By Brenna Mackay

Carleton’s Faculty of Arts and Social Sciences will be hosting the next panel as part of their Healthy Cities series on Tuesday, Nov. 17 at 7 p.m. The series explores the many factors—from nature and housing to climate and art—that make a healthy city in 2020.

This upcoming edition titled, Building Community Through Creativity, brings together artists, activists, cultural workers and academics to share experiences and insights into how cities can centre the work of artists in serving people and strengthening communities.

“I’m really looking forward to fostering discussion between and learning from these wonderful panellists, who have so much wisdom and experience to share,” says Sandra Dyck, director of the Carleton University Art Gallery who will be moderating the event.

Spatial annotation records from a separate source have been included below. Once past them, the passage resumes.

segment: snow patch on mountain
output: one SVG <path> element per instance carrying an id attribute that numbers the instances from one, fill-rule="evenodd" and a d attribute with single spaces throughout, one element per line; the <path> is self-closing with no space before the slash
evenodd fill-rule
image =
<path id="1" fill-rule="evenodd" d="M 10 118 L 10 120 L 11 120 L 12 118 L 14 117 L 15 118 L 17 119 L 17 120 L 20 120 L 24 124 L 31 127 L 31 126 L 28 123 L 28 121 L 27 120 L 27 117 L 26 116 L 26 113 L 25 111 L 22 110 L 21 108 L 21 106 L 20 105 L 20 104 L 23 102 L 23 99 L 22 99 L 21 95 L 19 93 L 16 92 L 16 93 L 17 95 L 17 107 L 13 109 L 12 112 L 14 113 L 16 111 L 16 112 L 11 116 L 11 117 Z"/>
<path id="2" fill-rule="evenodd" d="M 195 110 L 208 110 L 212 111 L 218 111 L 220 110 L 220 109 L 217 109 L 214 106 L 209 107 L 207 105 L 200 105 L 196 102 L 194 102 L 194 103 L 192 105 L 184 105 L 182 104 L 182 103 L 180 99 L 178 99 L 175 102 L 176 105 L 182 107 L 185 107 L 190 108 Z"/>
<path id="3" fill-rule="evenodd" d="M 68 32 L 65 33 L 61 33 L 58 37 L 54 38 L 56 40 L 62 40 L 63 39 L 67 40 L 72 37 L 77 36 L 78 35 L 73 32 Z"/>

“They are passionate about and committed to putting artists at the centre of the capacity…and community-building work they do in the region.”

Healthy Cities - Nov. 17

Panellists include:

  • Jamaal Jackson Rogers – Ottawa’s former English Poet Laureate and Carleton University’s Music Program 2019-2020 Artist in Residence. He uses his performance studio, The Origin Arts & Community Centre, as his launch pad to teach, mentor and advocate for the arts.
  • Mara Brown – the inaugural director of the Carleton Dominion-Chalmers Centre (CDCC). Her national and international work has led her throughout rural and urban centres supporting independent artists, non-profit organizations and corporations.
  • Melanie Yugo – who has a multidisciplinary practice that focuses on activating community and cultural life in the public sphere. She co-founded Possible Worlds, an art, print and music platform in Ottawa, and Spins & Needles, a collective that engages communities through curated art and music experiences.
  • Ellen Waterman – a music scholar with a strong focus on music in Canada and a flutist specializing in creative improvisation. She was appointed to the inaugural Helmut Kallmann Chair for Music in Canada at Carleton University in 2019 where she is developing a research program committed to investigating issues of diversity and decolonization of music in Canada through scholarship, research creation, and experiential learning.
  • Danielle Printup is a Hodinohso:ni / Anishnaabe arts administrator and curator from Kitigan Zibi Anishnabeg, QC, with maternal roots in Ohsweken, ON. She has worked at Galerie SAW Gallery, the Indigenous Art Centre and the City of Ottawa’s Public Art Program. She currently works as the program’s assistant at Carleton University Art Gallery.
Danielle Printup

Danielle Printup

Attendees will hear about the panellists exciting projects and organizations, which address gaps in the city’s cultural landscape while imagining and creating better futures, now.

“Events like these are vitally important since they create a platform for diverse perspectives to embark on critical reflection and collective imagining,” says Printup.

“As cultural practitioners, we desire to develop worlds that we wish to inhabit, and the more we make time to work collectively and practice active listening, the more we can deepen and enrich our own creative practices.”